User Speech → Gemini

1. User speaks in Discord
   ↓
2. Discord sends Opus packets (UDP)
   ↓
3. @discordjs/voice receives packets
   ↓
4. UserAudioReceiver subscribes to stream
   ↓
5. prism-media decodes Opus → PCM
   ↓
6. UserAudioReceiver forwards PCM to VoiceSession
   ↓
7. VoiceSession.forwardPcmChunk() sends to Gemini
   ↓
8. Gemini Live WebSocket receives audio
   ↓
9. After 750ms silence, UserAudioReceiver triggers onSilence()
   ↓
10. VoiceSession.signalAudioStreamEnd() sent to Gemini
    ↓
11. Gemini processes and generates response

Gemini Response → User

1. Gemini sends audio chunks via WebSocket
   ↓
2. VoiceSession.handleServerMessage() receives
   ↓
3. VoiceSession.handleModelPart() extracts audio
   ↓
4. AudioStreamManager.writeChunk() called
   ↓
5. Hash-based de-duplication check
   ↓
6. utils.writeChunkToPlayback() converts format
   ↓
7. PCM written to PassThrough stream
   ↓
8. Discord audio player plays stream
   ↓
9. On turnComplete, AudioStreamManager.closeStream()

Hangup Detection Flow

1. User says "goodbye" or similar
   ↓
2. Audio sent to Gemini as normal
   ↓
3. Gemini includes "<<<TERMINATE_SESSION>>>" in text summary
   ↓
4. VoiceSession.handleTextPart() detects keyword
   ↓
5. Sets sessionEndRequested flag
   ↓
6. On turnComplete, checks flag
   ↓
7. VoiceSession.scheduleDestroyAfterPlayback() called
   ↓
8. Polls audio player until idle
   ↓
9. VoiceSession.destroy() called
   ↓
10. Cleanup: streams, timers, connections

File Responsibilities

Summary Table

File	Layer	Primary Role	Lines of Code
`commands/join.js`	Command	User entry point	~100
`voiceSessionManager.js`	Orchestration	Session lifecycle & coordination	~780
`voice/UserAudioReceiver.js`	Input	Discord audio capture	~290
`voice/AudioStreamManager.js`	Output	Discord audio playback	~250
`voice/utils.js`	Utilities	Audio format conversion	~320

Dependency Graph

commands/join.js
    ↓ (requires)
voiceSessionManager.js
    ↓ (requires)
    ├─ voice/UserAudioReceiver.js
    │       ↓ (requires)
    │       └─ @discordjs/voice
    │       └─ prism-media
    │
    ├─ voice/AudioStreamManager.js
    │       ↓ (requires)
    │       ├─ @discordjs/voice
    │       └─ voice/utils.js
    │               ↓ (requires)
    │               ├─ prism-media (FFmpeg)
    │               └─ node:stream
    │
    └─ gemini-live.js (Gemini WebSocket client)

Current Concerns

1. Gemini Live API Instability

Severity: High
Impact: Random disconnections (code 1008)

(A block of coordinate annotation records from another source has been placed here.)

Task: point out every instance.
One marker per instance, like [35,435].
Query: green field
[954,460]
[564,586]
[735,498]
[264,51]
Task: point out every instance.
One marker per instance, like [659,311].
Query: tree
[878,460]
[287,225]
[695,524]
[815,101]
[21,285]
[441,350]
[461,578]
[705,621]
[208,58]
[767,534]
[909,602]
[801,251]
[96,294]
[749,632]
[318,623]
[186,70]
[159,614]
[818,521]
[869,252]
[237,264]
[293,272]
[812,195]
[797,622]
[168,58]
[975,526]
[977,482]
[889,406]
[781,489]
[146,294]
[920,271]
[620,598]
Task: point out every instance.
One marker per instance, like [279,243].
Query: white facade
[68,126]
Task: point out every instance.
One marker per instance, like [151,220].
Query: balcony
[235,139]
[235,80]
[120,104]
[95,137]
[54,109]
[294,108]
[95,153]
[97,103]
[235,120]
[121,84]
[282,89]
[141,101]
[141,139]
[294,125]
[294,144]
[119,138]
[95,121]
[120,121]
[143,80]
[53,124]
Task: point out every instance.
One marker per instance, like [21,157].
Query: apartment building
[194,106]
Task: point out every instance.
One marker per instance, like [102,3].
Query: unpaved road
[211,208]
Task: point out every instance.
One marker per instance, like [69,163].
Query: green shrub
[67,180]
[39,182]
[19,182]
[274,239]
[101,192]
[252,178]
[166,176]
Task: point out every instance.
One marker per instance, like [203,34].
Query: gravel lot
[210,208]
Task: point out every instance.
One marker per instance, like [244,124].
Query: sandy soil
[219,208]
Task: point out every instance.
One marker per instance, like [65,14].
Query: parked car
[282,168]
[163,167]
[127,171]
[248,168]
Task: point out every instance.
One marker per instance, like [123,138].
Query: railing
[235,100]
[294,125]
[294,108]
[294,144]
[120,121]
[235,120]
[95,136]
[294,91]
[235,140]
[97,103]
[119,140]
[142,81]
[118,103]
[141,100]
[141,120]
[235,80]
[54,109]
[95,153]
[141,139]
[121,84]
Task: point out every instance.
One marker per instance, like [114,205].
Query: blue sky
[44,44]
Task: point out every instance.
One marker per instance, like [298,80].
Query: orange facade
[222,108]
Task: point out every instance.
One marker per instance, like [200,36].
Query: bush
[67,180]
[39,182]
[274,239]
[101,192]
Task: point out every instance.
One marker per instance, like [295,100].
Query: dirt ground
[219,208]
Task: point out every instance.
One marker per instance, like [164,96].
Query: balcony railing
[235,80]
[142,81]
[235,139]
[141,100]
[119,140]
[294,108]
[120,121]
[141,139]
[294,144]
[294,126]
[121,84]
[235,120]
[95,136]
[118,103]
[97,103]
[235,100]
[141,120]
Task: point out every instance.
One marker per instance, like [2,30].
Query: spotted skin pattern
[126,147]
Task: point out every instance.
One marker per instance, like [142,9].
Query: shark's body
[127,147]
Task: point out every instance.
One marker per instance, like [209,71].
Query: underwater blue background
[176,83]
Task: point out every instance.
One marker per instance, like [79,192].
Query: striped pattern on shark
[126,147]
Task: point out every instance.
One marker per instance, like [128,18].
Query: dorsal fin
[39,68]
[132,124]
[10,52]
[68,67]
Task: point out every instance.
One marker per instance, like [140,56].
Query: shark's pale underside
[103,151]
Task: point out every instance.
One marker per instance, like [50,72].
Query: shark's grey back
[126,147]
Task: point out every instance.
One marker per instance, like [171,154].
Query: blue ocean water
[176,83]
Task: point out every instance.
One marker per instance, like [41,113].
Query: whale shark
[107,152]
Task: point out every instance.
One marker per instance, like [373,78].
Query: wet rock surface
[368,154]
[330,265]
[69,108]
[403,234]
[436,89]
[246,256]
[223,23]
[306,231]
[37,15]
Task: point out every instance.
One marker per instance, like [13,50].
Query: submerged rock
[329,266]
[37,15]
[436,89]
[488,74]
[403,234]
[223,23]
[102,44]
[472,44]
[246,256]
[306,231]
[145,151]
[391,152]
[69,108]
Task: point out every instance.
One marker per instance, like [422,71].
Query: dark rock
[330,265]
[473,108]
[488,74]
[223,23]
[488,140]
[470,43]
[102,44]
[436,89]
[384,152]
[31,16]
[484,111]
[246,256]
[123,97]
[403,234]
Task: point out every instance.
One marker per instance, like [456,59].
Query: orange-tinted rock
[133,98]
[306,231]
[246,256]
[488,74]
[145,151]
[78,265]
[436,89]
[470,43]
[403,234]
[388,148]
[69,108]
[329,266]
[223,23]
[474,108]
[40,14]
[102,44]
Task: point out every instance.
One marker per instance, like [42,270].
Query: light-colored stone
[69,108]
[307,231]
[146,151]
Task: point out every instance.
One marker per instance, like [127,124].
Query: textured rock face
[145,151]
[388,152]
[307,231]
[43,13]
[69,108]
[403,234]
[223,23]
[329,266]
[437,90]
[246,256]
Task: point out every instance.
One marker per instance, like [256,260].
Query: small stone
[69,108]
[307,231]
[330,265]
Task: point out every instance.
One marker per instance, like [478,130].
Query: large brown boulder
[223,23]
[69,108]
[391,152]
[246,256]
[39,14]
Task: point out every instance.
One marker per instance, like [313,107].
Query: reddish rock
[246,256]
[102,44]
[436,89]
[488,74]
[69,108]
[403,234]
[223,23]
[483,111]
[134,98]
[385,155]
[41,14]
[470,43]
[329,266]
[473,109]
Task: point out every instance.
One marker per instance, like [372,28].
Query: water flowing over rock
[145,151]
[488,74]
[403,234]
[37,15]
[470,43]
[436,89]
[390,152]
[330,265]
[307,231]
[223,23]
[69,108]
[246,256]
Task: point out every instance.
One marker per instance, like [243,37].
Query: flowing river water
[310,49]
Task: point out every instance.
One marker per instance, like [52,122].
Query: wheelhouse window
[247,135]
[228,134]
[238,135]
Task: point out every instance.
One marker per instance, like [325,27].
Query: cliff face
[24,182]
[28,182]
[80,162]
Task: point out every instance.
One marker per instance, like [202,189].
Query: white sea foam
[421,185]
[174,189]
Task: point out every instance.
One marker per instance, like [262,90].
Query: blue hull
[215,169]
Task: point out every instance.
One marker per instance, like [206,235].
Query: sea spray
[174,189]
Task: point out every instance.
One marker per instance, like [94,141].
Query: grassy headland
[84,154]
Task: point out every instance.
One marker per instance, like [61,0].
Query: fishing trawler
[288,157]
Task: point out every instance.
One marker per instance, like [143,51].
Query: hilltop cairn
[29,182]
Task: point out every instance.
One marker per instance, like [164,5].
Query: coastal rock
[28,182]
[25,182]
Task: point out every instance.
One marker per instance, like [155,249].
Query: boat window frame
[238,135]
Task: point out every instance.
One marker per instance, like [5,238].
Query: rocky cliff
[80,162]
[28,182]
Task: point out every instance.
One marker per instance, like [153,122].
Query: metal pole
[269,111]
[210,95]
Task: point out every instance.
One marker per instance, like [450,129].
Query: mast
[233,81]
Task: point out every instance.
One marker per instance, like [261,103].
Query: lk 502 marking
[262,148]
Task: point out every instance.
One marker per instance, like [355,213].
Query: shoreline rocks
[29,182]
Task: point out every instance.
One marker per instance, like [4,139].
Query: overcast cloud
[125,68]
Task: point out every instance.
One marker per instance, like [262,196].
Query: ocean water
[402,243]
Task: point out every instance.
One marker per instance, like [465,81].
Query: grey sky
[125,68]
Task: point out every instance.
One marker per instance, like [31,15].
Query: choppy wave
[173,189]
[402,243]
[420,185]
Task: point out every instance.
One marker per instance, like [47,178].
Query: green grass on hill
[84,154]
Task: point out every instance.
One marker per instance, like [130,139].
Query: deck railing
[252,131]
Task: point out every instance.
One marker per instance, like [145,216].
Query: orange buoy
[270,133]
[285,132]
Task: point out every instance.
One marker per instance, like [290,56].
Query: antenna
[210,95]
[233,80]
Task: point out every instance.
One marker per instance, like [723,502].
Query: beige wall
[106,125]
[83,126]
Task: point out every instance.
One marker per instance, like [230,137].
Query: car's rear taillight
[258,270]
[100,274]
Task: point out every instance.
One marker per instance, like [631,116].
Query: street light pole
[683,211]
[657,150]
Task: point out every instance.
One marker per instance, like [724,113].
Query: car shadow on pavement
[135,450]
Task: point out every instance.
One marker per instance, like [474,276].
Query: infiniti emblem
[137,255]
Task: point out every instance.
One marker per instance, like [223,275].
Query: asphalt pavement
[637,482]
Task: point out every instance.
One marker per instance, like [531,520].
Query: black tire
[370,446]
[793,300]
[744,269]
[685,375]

The Gemini Live Preview API is unstable and can randomly close connections. This is an external issue beyond our control. The bot handles it gracefully by destroying the session, but it disrupts user experience.

Evidence:

Frequent code 1008 errors in logs
"Operation is not implemented, or supported, or enabled."

Mitigation:

Graceful session cleanup on disconnect
Clear user messaging about beta status
Session state tracking prevents orphaned sessions

2. Opus Decoder Errors

Severity: Medium
Impact: Occasional audio loss (1-2 seconds)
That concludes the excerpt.